How much of our personal life-trajectory is determined by our genes? How much comes from environmental factors, and how much from sheer force of will (which may also have a genetic component)? Personal destiny—if destiny is even a meaningful concept—is such a mystery.

1 comment:

Charles said...

It is nice to have thankful students every now and then.
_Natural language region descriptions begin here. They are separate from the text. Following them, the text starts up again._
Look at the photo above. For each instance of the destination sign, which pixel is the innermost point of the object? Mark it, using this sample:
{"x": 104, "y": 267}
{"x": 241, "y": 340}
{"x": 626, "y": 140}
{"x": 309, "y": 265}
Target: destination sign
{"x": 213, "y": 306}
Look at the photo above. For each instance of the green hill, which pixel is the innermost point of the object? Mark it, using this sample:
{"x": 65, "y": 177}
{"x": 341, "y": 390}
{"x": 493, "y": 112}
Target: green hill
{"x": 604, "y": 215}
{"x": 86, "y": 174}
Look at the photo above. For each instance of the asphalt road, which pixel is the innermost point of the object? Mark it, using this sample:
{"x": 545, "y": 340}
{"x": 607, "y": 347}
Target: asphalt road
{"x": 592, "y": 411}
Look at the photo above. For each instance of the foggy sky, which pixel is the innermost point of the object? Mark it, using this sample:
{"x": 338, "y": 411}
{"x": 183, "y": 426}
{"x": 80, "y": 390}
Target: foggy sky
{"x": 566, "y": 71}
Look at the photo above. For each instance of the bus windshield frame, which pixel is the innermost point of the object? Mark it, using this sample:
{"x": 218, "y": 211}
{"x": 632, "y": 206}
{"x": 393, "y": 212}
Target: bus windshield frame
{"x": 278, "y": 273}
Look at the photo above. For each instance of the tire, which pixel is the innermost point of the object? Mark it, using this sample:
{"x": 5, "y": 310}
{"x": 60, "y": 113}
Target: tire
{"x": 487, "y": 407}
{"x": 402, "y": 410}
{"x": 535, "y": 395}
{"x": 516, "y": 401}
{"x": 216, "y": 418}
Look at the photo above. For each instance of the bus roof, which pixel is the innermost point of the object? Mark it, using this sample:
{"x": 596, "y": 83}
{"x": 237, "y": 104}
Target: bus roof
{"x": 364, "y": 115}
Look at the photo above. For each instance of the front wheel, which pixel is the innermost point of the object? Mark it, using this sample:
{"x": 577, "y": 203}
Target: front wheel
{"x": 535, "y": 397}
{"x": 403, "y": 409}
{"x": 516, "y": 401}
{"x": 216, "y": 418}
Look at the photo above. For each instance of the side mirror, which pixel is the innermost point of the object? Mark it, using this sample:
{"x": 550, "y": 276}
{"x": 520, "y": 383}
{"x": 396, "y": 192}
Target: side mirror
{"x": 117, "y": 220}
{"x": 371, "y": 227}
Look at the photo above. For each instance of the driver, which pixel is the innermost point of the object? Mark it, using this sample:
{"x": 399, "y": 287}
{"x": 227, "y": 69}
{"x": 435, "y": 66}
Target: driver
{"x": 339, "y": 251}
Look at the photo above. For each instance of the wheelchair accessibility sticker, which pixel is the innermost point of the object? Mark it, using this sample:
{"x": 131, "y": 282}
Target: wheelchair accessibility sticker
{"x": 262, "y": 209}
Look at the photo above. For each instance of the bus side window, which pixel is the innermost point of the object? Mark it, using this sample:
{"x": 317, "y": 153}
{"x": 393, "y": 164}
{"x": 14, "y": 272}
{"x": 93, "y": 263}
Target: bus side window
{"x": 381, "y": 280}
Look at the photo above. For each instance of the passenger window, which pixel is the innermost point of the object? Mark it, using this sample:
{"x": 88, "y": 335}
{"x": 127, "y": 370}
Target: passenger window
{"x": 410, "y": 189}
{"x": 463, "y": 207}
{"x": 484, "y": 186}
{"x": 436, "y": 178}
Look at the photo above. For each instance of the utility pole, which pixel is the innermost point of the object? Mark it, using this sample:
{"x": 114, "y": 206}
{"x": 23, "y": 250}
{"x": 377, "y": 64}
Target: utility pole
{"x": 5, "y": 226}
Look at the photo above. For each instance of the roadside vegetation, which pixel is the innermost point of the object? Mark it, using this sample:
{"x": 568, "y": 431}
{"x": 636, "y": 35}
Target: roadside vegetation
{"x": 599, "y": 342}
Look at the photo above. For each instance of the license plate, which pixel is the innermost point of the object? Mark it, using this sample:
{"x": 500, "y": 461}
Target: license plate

Although I often counsel my undergrads not to stress about going into grad school right away. It is not a bad idea to take a semester or even a year off to figure out what you want out of life, instead of rushing into a graduate program because you feel like that's what you're supposed to do. The saddest thing ever is a grad student who doesn't belong in grad school and is just wasting their time (and money) there. Once you're in, inertia tends to carry you along, and various psychological traps (sunk cost fallacy, etc.) prevent students from seeing the light and getting out once it starts to become apparent it's not for them. Instead, they trudge along and suffer because that's what they're "supposed to do."

So I would be a bit wary about counseling a kid on grad school before he's even started his undergrad studies. That being said, I think if you do want to go into grad school, I would agree that eight years probably is a bit long of a gap. But there will be time to think about that later.